On the Interaction between beta2-Microglobulin and Group A Streptococci

Abstract

.beta.2-microglobulin (.beta.2m) interacted with many group A streptococcal strains. The interaction appeared to require multipoint attachment, since monomeric .beta.2m in solution showed no binding, whereas both .beta.2m monomers bound to liposomes, and .beta.2m in aggregates showed affinity for the bacteria. Aggregated HLA antigens (-A, -B and -C) and aggregated .beta.2m exhibited the same binding patterns when tested in binding experiments with various group A streptococcal strains. .beta.2m Aggregates in excess completely blocked the binding of aggregated HLA antigens, thereby demonstrating that .beta.2m is able to interact with streptococcal surface structures also when it is part of the HLA antigen complex. M protein-positive group A streptococcal strains bound significantly more .beta.2m than M protein-negative variants of these strains.

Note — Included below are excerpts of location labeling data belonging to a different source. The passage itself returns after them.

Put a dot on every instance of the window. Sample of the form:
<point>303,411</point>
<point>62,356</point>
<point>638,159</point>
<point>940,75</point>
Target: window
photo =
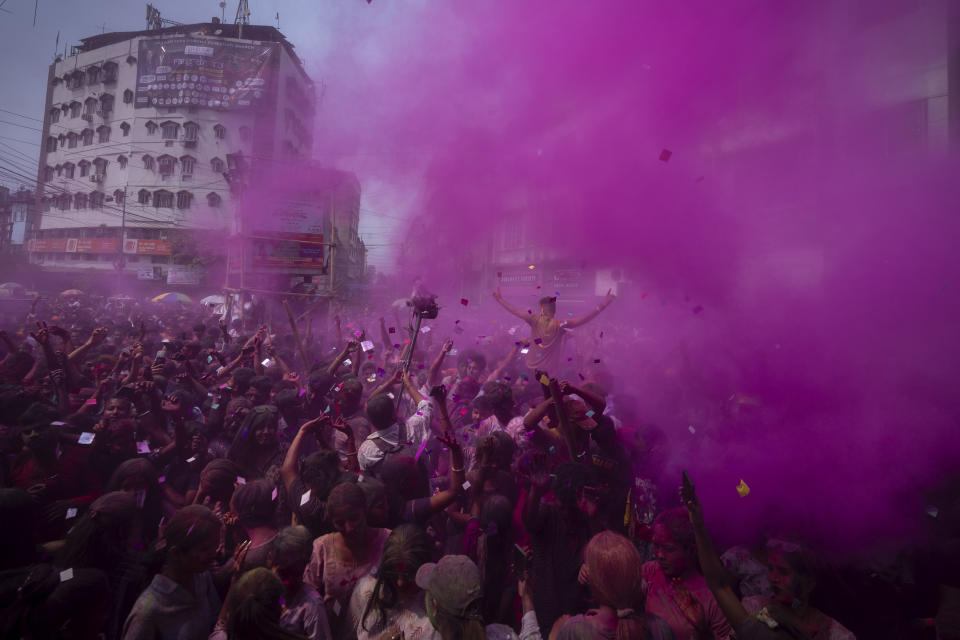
<point>186,165</point>
<point>168,130</point>
<point>165,164</point>
<point>183,199</point>
<point>162,198</point>
<point>110,72</point>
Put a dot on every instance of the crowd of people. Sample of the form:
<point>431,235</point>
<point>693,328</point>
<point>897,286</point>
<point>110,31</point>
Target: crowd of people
<point>171,474</point>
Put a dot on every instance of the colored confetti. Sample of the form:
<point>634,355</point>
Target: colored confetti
<point>742,489</point>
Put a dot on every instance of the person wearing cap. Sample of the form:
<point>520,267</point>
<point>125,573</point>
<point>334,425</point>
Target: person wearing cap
<point>454,594</point>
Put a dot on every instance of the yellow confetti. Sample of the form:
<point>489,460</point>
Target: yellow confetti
<point>743,489</point>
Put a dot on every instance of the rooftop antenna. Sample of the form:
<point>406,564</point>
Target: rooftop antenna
<point>242,17</point>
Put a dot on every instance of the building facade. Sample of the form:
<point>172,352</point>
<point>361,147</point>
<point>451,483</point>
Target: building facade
<point>143,166</point>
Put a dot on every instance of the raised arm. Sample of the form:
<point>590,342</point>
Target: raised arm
<point>434,377</point>
<point>577,322</point>
<point>497,373</point>
<point>509,307</point>
<point>710,564</point>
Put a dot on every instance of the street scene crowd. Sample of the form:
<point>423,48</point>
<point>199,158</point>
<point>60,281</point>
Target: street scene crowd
<point>171,473</point>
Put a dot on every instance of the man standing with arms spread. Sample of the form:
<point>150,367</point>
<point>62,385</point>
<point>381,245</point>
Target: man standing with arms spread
<point>547,332</point>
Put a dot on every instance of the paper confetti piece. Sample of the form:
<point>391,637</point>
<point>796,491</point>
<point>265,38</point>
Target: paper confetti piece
<point>742,489</point>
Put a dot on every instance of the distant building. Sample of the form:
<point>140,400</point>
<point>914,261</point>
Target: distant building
<point>161,132</point>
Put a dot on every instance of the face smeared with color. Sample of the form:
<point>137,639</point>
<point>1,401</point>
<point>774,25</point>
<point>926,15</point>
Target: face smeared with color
<point>351,522</point>
<point>786,583</point>
<point>669,555</point>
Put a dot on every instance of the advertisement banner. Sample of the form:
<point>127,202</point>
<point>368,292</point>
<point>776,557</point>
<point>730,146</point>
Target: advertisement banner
<point>147,247</point>
<point>292,236</point>
<point>281,249</point>
<point>183,275</point>
<point>214,73</point>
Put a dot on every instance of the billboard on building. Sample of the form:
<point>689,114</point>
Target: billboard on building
<point>291,237</point>
<point>214,73</point>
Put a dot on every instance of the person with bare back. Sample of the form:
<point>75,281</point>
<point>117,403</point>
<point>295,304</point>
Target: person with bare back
<point>546,331</point>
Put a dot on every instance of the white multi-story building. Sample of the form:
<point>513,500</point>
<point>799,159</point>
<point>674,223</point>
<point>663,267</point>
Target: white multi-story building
<point>139,154</point>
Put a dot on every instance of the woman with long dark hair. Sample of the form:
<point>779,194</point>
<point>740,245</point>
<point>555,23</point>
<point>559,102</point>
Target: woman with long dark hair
<point>391,600</point>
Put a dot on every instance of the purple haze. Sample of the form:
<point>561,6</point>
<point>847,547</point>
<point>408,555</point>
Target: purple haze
<point>816,249</point>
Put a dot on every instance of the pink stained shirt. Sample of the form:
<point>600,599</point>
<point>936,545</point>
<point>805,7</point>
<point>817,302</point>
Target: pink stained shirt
<point>660,602</point>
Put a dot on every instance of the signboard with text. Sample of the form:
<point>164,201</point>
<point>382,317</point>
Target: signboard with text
<point>215,73</point>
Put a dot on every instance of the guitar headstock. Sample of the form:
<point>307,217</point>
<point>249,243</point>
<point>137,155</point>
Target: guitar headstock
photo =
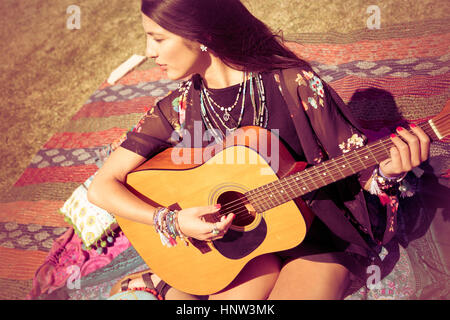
<point>441,123</point>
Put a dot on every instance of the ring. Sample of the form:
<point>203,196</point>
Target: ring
<point>215,231</point>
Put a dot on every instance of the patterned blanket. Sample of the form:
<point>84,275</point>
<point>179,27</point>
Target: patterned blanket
<point>400,73</point>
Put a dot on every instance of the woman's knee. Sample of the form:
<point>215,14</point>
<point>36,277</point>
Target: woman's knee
<point>306,279</point>
<point>255,281</point>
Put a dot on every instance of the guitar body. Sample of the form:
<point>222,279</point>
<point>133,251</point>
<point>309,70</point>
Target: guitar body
<point>253,174</point>
<point>224,174</point>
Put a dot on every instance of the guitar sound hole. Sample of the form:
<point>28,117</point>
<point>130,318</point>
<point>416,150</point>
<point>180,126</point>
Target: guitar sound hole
<point>237,203</point>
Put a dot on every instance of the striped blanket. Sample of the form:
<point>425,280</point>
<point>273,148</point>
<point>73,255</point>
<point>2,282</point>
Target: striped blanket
<point>385,76</point>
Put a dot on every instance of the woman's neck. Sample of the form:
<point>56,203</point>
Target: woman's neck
<point>218,75</point>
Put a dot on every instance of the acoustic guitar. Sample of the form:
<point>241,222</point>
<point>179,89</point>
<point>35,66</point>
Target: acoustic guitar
<point>252,175</point>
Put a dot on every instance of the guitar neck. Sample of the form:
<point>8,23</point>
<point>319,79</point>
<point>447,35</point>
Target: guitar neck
<point>288,188</point>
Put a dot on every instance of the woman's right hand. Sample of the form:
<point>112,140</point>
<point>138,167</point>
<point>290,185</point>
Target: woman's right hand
<point>192,223</point>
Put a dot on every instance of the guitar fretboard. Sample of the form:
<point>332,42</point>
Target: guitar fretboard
<point>278,192</point>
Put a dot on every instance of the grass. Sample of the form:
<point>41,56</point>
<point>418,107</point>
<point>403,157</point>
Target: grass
<point>48,71</point>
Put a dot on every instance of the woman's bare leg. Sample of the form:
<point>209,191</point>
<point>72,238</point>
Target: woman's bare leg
<point>302,279</point>
<point>254,282</point>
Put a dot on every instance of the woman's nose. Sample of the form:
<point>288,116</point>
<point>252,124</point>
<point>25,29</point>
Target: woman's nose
<point>150,52</point>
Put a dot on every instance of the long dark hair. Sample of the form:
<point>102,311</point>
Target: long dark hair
<point>227,28</point>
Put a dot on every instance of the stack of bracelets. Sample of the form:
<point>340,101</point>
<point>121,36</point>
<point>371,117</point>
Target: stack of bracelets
<point>382,184</point>
<point>166,225</point>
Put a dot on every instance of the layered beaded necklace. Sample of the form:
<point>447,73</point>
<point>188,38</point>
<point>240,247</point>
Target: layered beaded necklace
<point>260,117</point>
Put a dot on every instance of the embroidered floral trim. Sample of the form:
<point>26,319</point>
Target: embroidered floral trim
<point>149,114</point>
<point>355,141</point>
<point>316,85</point>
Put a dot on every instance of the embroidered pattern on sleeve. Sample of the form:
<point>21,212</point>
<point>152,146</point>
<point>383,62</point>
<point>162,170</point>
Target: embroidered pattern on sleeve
<point>310,80</point>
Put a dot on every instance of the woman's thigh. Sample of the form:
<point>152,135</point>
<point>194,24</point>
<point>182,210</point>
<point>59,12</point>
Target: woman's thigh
<point>254,282</point>
<point>303,279</point>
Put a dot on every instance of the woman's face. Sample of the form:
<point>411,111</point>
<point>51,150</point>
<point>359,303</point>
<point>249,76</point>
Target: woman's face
<point>176,55</point>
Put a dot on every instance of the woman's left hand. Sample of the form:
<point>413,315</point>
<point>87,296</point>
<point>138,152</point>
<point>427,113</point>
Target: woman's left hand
<point>408,152</point>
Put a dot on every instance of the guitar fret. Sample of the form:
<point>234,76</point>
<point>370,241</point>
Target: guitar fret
<point>355,152</point>
<point>301,185</point>
<point>348,165</point>
<point>313,178</point>
<point>334,161</point>
<point>328,174</point>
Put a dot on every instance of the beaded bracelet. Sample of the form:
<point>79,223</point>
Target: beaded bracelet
<point>166,225</point>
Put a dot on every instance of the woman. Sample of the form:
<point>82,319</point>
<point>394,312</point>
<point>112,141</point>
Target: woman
<point>233,64</point>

Purified M 12 protein partly inhibited the binding of radiolabeled .beta.2m aggregates to whole streptococci, and in gel filtration and affinity chromatography experiments, the M 12 protein interacted with .beta.2m. The various data suggest that the interaction between .beta.2m and group A streptococci could be mediated by M protein. Lipoteichoic and (LTA) is a constituent of the streptococcal cell wall that has been reported to form complexes with M protein at the bacterial cell surface. However, LTA did not influence the interaction between .beta.2m and streptococci, suggesting that the binding of .beta.2m to streptococcal M protein represents a pure protein-protein interaction. In vivo such an interaction could be established between infecting streptococci and host cells. Among 45 strains of different M types large differences in .beta.2m binding were recorded, whereas among 60 strains of the classical nephritogenic M types 12 and 49, all were highly .beta.2m-reactive, which points towards a role for .beta.2m in streptococcal pathogenicity.